A guilt-free vegan dessert made with frozen bananas and cherries, offering a creamy, chocolatey delight without sugar overload.
Prep Time 20 minutes
Total Time 20 minutes
Servings: 4 servings
Course: Dessert
Cuisine: Vegan
Calories: 185

Ingredients
  

For the Nice Cream Base
  • 4 large ripe bananas, peeled, sliced, and frozen Use very ripe bananas for best sweetness.
  • 1.5 cups frozen sweet cherries, pitted Fresh cherries can be frozen ahead if in season.
  • 2 tablespoons unsweetened cocoa powder For subtle chocolate depth.
  • 1 teaspoon pure vanilla extract Quality vanilla improves flavor.
For Texture and Smoothness
  • 2 to 4 tablespoons unsweetened almond milk or other plant milk as needed Add slowly to reach desired creaminess.
  • 1 tablespoon fresh lemon juice Brightens the fruit flavors.
For the Cherry Garcia Crunch
  • 1/3 cup dark chocolate chips or chopped dark chocolate (70% cacao recommended) Use dairy-free chips to keep it vegan.
  • 2 tablespoons cacao nibs or crushed dark chocolate Optional but classic for extra crunch.

Method
 

Preparation
  1. Slice ripe bananas and freeze them on a baking sheet for at least 2 hours or overnight until solid.
  2. Pit and freeze cherries if not already frozen.
Blending
  1. Add frozen banana slices to a high-speed blender or food processor and pulse until the bananas break down into coarse crumbs.
  2. Add frozen cherries, cocoa powder, vanilla extract, and lemon juice, then blend continuously, adding plant milk until the mixture becomes smooth and scoopable.
  3. Taste the mixture.

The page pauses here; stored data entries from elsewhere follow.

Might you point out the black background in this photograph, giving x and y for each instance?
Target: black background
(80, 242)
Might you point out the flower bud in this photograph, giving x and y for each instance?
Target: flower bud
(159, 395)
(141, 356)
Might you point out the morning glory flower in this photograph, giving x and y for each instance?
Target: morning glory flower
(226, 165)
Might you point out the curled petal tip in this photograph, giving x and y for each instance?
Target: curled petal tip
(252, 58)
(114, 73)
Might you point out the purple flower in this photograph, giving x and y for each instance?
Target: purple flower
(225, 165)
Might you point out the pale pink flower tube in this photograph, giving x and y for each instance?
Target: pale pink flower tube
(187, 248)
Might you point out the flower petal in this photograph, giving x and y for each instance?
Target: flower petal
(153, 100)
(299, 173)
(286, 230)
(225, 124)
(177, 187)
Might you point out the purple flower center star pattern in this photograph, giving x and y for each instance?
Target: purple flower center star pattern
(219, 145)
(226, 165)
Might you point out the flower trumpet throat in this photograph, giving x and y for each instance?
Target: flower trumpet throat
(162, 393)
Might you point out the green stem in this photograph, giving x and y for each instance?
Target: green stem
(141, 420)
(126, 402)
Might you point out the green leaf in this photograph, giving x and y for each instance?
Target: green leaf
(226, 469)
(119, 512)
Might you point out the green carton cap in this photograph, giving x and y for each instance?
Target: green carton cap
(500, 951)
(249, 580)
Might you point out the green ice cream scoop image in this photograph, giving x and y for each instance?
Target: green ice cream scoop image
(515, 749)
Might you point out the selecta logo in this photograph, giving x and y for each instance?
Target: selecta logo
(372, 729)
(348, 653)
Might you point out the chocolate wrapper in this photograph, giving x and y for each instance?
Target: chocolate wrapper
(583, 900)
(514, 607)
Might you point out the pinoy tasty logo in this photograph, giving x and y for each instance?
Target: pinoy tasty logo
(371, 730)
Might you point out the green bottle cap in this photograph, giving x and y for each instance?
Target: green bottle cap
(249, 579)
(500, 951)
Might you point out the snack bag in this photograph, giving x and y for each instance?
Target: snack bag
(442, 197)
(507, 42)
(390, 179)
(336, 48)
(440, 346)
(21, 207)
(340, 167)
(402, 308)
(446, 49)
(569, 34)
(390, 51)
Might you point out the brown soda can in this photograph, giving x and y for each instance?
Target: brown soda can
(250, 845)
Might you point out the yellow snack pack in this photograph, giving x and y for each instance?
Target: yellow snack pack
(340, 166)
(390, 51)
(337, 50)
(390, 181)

If you prefer it sweeter, add up to 1 teaspoon of maple syrup.
  4. Transfer the nice cream to a bowl and fold in chocolate chips and cacao nibs.
Serving
  1. For soft-serve, serve immediately. For firmer texture, freeze for 30 minutes to 1 hour.
  2. Let sit at room temperature for 3 to 5 minutes before scooping.

Notes

Use very ripe bananas for natural sweetness. To avoid icy texture, add enough milk to move the blades without excess.